I bet if you looked hard enough you could find some, it would have to come from europe but, I bet you may find one.

The foam is not too bad. I took my C-12 out of its sys 1 and got all of it stuffed in the large drawer on my Sort 4 and filled the other three drawers with drilling stuff.


----------



## vicky86 (May 28, 2010)

I have leather and wooden tool boxes


----------



## Santa's Helpers (Jun 12, 2009)

If you are looking for large mechanics type tool boxes, I suggest Craftsman Grip Latch line. I have one in my trailer. You have to pull up on the handle of each drawer to open them. You don't have to worry about remembering to lock them each time you travel. I went through several other brands. If I forgot to lock them, the drawers would open and fall out. Bearings got damaged and ruined every one.


----------



## KennMacMoragh (Sep 16, 2008)

Just got the Veto Pro Pac, works great, saves a ton of time looking for tools.


----------



## Inner10 (Mar 12, 2009)

Vetos are great, but after using my XL then LT-XL I think I may go for the LC.
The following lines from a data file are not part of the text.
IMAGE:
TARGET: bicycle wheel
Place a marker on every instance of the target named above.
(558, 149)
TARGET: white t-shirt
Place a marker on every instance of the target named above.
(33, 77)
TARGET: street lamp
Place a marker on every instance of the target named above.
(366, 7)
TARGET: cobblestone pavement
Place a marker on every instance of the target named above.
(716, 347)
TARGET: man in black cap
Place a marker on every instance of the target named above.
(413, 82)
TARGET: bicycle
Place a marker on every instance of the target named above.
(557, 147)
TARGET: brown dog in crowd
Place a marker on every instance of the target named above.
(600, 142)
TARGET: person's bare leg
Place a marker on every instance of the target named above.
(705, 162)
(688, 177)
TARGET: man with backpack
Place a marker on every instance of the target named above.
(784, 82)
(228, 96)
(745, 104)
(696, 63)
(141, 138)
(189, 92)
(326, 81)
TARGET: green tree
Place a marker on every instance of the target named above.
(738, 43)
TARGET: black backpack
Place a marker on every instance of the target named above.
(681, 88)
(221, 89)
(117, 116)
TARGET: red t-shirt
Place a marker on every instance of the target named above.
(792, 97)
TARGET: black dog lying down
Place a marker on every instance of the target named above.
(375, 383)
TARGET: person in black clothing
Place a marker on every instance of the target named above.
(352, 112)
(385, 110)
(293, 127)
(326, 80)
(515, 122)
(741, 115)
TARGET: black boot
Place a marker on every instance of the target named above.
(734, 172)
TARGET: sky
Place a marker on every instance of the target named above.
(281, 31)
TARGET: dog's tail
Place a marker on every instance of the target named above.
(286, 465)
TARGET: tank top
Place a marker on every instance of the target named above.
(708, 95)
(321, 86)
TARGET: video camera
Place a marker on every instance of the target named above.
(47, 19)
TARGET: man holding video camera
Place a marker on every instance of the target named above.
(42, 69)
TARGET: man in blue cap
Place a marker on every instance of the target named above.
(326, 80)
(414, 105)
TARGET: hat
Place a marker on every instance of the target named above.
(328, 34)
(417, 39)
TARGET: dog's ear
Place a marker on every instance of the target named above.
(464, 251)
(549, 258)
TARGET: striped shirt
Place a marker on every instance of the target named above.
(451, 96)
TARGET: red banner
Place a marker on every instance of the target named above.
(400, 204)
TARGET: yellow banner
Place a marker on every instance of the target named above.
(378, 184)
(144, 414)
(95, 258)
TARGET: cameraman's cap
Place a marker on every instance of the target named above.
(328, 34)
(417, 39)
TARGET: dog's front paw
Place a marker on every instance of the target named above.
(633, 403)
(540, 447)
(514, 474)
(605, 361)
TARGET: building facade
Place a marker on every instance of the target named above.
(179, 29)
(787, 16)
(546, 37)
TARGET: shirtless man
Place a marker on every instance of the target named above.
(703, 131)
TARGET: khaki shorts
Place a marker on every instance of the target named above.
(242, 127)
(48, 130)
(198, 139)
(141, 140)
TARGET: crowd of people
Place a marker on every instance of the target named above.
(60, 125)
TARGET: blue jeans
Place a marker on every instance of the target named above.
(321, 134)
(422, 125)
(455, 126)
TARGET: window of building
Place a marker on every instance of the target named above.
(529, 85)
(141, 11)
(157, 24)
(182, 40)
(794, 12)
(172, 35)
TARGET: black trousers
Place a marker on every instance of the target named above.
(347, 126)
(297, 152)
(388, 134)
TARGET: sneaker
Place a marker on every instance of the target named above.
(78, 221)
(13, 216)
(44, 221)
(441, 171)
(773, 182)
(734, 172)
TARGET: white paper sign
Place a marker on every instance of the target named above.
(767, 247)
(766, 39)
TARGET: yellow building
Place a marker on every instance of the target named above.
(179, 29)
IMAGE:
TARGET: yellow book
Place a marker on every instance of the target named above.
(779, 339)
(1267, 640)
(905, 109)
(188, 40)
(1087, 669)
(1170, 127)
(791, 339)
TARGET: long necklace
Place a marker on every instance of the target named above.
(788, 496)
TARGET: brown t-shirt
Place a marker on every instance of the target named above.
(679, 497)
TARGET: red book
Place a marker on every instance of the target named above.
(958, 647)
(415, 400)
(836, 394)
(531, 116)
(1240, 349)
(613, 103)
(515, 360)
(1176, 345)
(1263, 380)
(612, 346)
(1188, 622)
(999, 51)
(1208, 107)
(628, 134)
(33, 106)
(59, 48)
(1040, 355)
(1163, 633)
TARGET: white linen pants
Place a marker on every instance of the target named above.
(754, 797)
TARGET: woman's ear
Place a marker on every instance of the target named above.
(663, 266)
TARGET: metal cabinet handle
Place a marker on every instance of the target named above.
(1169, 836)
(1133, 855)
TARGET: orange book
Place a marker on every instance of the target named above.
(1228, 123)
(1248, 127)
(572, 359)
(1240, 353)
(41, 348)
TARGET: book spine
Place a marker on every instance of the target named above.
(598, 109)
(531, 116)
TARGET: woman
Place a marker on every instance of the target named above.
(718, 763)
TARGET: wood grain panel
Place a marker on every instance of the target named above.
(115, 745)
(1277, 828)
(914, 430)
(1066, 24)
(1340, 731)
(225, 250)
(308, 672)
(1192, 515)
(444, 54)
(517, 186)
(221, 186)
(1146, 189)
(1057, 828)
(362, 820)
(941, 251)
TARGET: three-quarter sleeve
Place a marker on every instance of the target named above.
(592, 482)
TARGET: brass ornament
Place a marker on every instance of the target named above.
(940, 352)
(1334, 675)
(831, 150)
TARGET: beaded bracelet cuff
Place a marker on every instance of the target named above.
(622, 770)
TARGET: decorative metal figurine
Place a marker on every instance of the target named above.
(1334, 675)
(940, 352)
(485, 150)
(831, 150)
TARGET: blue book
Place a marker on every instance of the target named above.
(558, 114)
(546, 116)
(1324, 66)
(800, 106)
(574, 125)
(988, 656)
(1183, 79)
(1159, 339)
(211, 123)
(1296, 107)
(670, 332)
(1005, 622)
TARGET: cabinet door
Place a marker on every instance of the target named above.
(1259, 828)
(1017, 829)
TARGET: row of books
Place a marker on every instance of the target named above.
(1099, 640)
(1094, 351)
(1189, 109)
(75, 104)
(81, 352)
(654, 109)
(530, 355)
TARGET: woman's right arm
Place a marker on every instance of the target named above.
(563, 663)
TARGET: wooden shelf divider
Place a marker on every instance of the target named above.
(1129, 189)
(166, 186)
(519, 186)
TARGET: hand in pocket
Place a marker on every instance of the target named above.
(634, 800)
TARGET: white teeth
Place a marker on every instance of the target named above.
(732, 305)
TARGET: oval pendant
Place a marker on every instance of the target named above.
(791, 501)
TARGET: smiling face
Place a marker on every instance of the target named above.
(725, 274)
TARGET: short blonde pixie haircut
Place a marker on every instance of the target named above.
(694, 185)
The tool compartment is way too cramped in the LT-XL and when the XL is fully loaded it gets real heavy.

You will also notice that when the bag is thrown across your shoulder the XL is the perfect length for accidentally banging doors as you walk into houses.

Still I wish they would design me a custom bag that was a cross between the LT-XL and the LC.


----------



## WarnerConstInc. (Jan 30, 2008)

What function is the toy truck used for?


----------



## Inner10 (Mar 12, 2009)

I bring out the first bag so it looks like I'm working













...then I get drunk cut things and play with my toy truck....:shifty:


----------



## texastutt (Feb 24, 2009)

Inner10 said:


> Vetos are great, but after using my XL then LT-XL I think I may go for the LC.
> 
> The tool compartment is way too cramped in the LT-XL and when the XL is fully loaded it gets real heavy.
> 
> ...


I'm in the same boat, the XL does find door frames. I'm thinking of making it my "framing only" bag and getting the LC for trim work only... more systainers and sortainers and I'll be all good.


----------



## TBFGhost (Oct 9, 2008)

ApgarNJ said:


> I just hate pulling out tools at my house, i don't have a dedicated shop here. i have thought about building my own boxes, these days i'm tossing aside the plastic boxes that come with tools. i have just added a system one rack with tool boxes to my truck and I am going to fit many more tools in there without any boxes.


 
:thumbsup::clap:

I discovered that mid summer...The cases that come with the tools are pretty much thrown out if they are to ride in the truck mostly. The only one's in cases are the ones I don't carry all the time. Things like the Full-size router kit, full-size saw-z-all, biscuit joiner...etc etc.


----------



## Northwood (Jan 6, 2010)

I think the Veto bags are great. Some people say they're too heavy when loaded... but isn't that because you put too much s**t in it? Any other tool box would be heavy if you put that much in it. Just goes to show how much they hold. 
The handle and strap are the best i've ever used, even when the bag weighs a ton it doesn't hurt your shoulder or hand. And they're built like tanks. I myself don't see why the XL is too big, it's only 3'' wider than the LC.
I wish they made a bag designed for cordless kits: Spot for batteries, charger, drill, driver, bits etc.


----------



## texastutt (Feb 24, 2009)

I think the point is the XL is Long and when walking through 32" doorways on your way out of the house it seems to find every door jamb, as when I carry mine its more like a 10° to my body.


----------



## Inner10 (Mar 12, 2009)

> I think the Veto bags are great. Some people say they're too heavy when loaded... but isn't that because you put too much s**t in it? Any other tool box would be heavy if you put that much in it. Just goes to show how much they hold.


Exactly.



> I think the point is the XL is Long and when walking through 32" doorways on your way out of the house it seems to find every door jamb, as when I carry mine its more like a 10° to my body.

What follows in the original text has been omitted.